Overall, our method was able to detect more copy number changes and has a higher proportion of true positives compared to CoNIFER. However, there is still a large number of CNVs observed in the array-CGH data, which were identified by neither of the two exome-based methods (Table 2). This can for example be explained by their location in segmental duplications and polymorphic but not duplicated regions [27].

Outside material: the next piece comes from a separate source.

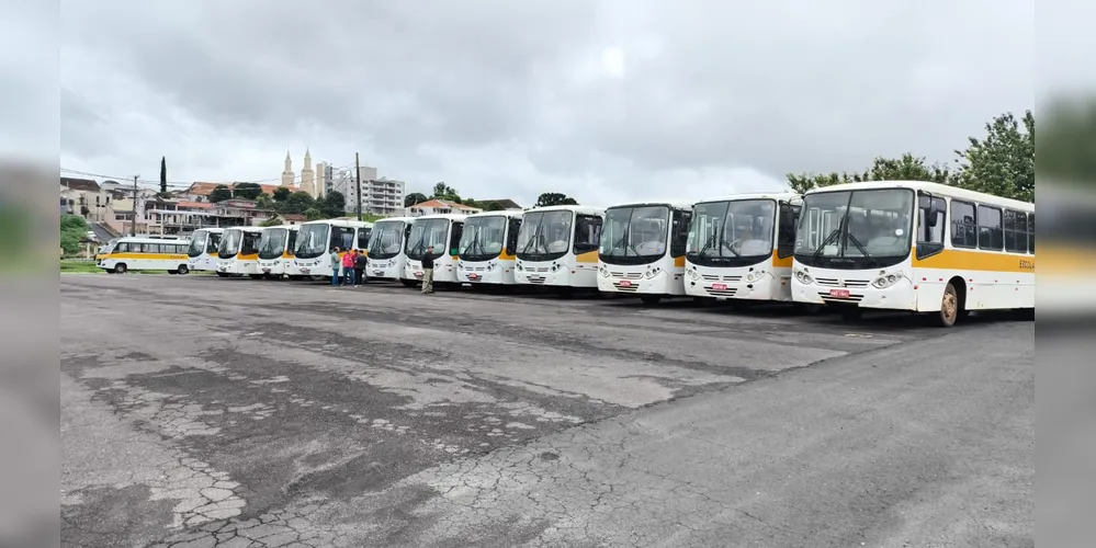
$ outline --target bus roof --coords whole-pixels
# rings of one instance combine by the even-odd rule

ExomeDepth uses a beta-binomial model for the read count data to identify CNVs from exome sequencing data [24]. We applied ExomeDepth with default parameters to the eight HapMap samples and intersected the found CNVs from five of the samples with previously generated calls from array-CGH. In summary, ExomeDepth found 1,555 CNVs in the five samples (median number of 286 CNVs per sample). Out of these, only 253 CNVs overlapped with 3,330 array-CGH calls, which suggest a positive predictive value of 16% and sensitivity of 7.6% (Table 2).

Interestingly, all the five rare CNVs in the five HapMap samples (see Krumm et al. 2012, Table S2 [27]) were found by our method, CoNIFER and ExomeDepth. Moreover, ExomeDepth identified more CNVs as compared to CoNIFER and to our method (Table 2), however; the positive predictive value is very low. Therefore, we decided not to use ExomeDepth for detecting CNVs in the TOF patients.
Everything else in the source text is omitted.